|Home | About | Journals | Submit | Contact Us | Français|
This study evaluated the accuracy and large inaccuracy of the Freestyle® Navigator (FSN) (Abbott Diabetes Care, Alameda, CA) and Dexcom® SEVEN® PLUS (DSP) (Dexcom, Inc., San Diego, CA) continuous glucose monitoring (CGM) systems during closed-loop studies.
Paired CGM and plasma glucose values (7,182 data pairs) were collected, every 15–60min, from 32 adults (36.2±9.3 years) and 20 adolescents (15.3±1.5 years) with type 1 diabetes who participated in closed-loop studies. Levels 1, 2, and 3 of large sensor error with increasing severity were defined according to absolute relative deviation greater than or equal to±40%,±50%, and±60% at a reference glucose level of ≥6 mmol/L or absolute deviation greater than or equal to±2.4 mmol/L,±3.0 mmol/L, and±3.6 mmol/L at a reference glucose level of <6 mmol/L.
Median absolute relative deviation was 9.9% for FSN and 12.6% for DSP. Proportions of data points in Zones A and B of Clarke error grid analysis were similar (96.4% for FSN vs. 97.8% for DSP).
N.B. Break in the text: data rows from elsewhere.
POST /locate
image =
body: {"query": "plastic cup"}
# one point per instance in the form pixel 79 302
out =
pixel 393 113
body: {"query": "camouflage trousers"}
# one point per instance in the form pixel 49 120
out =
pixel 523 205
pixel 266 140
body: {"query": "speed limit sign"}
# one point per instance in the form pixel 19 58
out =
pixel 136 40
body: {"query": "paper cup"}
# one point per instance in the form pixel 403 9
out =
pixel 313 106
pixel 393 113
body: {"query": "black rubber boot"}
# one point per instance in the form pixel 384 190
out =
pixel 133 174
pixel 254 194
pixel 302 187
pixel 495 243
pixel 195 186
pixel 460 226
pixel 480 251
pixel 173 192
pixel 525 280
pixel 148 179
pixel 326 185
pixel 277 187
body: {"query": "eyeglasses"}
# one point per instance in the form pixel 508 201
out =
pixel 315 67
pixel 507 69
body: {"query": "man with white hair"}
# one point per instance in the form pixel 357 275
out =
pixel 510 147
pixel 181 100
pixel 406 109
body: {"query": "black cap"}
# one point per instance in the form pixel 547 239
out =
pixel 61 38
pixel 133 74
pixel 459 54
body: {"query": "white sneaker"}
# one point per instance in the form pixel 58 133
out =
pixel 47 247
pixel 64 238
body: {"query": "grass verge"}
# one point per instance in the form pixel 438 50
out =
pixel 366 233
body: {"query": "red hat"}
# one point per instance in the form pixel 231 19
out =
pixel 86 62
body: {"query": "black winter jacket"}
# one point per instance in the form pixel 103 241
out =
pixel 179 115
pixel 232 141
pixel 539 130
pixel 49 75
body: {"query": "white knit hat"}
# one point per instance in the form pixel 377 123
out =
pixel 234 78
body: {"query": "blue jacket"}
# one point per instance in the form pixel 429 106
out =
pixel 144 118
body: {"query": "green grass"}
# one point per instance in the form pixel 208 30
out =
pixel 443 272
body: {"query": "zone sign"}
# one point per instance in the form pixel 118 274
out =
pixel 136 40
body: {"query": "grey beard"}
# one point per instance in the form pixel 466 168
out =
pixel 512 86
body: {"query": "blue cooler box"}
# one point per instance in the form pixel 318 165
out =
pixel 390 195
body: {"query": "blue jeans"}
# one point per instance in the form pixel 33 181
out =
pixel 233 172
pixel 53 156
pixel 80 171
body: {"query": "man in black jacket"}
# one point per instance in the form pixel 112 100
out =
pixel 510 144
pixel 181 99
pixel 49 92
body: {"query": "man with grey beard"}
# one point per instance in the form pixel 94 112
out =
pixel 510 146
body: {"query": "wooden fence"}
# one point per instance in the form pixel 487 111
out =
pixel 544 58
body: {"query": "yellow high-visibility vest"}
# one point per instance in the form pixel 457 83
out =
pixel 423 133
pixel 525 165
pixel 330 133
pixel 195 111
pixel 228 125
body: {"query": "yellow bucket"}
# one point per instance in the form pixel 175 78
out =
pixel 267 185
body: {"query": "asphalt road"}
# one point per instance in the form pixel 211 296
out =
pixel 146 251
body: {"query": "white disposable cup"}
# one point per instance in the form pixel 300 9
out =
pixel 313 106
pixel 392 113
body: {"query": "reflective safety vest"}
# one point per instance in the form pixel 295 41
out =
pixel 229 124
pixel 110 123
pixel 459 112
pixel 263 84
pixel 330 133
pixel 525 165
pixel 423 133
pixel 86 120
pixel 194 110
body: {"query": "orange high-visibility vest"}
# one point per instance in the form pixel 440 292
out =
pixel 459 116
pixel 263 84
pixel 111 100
Large sensor over-reading, which increases risk of insulin over-delivery and hypoglycemia, occurred two- to threefold more frequently with DSP than FSN (once every 2.5, 4.6, and 10.7 days of FSN use vs. 1.2, 2.0, and 3.7 days of DSP use for Level 1–3 errors, respectively). At Levels 2 and 3, large sensor errors lasting 1h or longer were absent with FSN but persisted with DSP.
FSN and DSP differ substantially in the frequency and duration of large inaccuracy despite only modest differences in conventional measures of numerical and clinical accuracy. Further evaluations are required to confirm that FSN is more suitable for integration into closed-loop delivery systems.
Because of lifelong dependency on exogenous insulin, type 1 diabetes imposes a heavy burden on individual and society. Maintaining good glycemic control while avoiding hypoglycemia remains an intangible goal for many subjects with type 1 diabetes despite progress in therapeutic options such as insulin pump therapy and continuous glucose monitoring (CGM).1,2 Novel approaches are needed before cure in the form of cell-based therapy or immunotherapy becomes available.
Closed-loop insulin delivery systems, modulating insulin delivery in glucose-responsive fashion, have the potential to revolutionize the treatment of type 1 diabetes.3 The last decade has witnessed a rapid expansion of research into closed-loop systems informed by subcutaneous glucose levels measured by commercial CGM devices.4–12 Despite significant progress, continuous subcutaneous glucose monitors are less accurate than capillary glucose measurements. Some of these deviations are physiological, such as at times of rapid glucose change, reflecting the time taken for the movement of glucose between different body compartments,13 but at other times sensors deviate from reference glucose because of inaccurate calibration, pressure dropouts, sensor dislodgment, and other artifacts. Such unpredictable sensor deviations of sufficient length and magnitude may lead to temporal insulin over- or under-delivery during closed-loop operation, the impact of which will depend on several factors such as prevailing glucose, relation to meals and exercise, and other factors such as insulin sensitivity. Despite these subject-specific and circumstantial factors, larger and prolonged sensor inaccuracies are more likely to cause clinically significant insulin over- or under-delivery during closed-loop operation, leading to hypo- or hyperglycemia.
The objective of the current study was to explore novel means to assess CGM inaccuracy and determine the frequency and duration of large sensor errors during our previous closed-loop studies using two different types of commercially available monitors: the Freestyle® Navigator (FSN) (Abbott Diabetes Care, Alameda, CA) and the Dexcom® SEVEN® PLUS (DSP) (Dexcom Inc., San Diego, CA).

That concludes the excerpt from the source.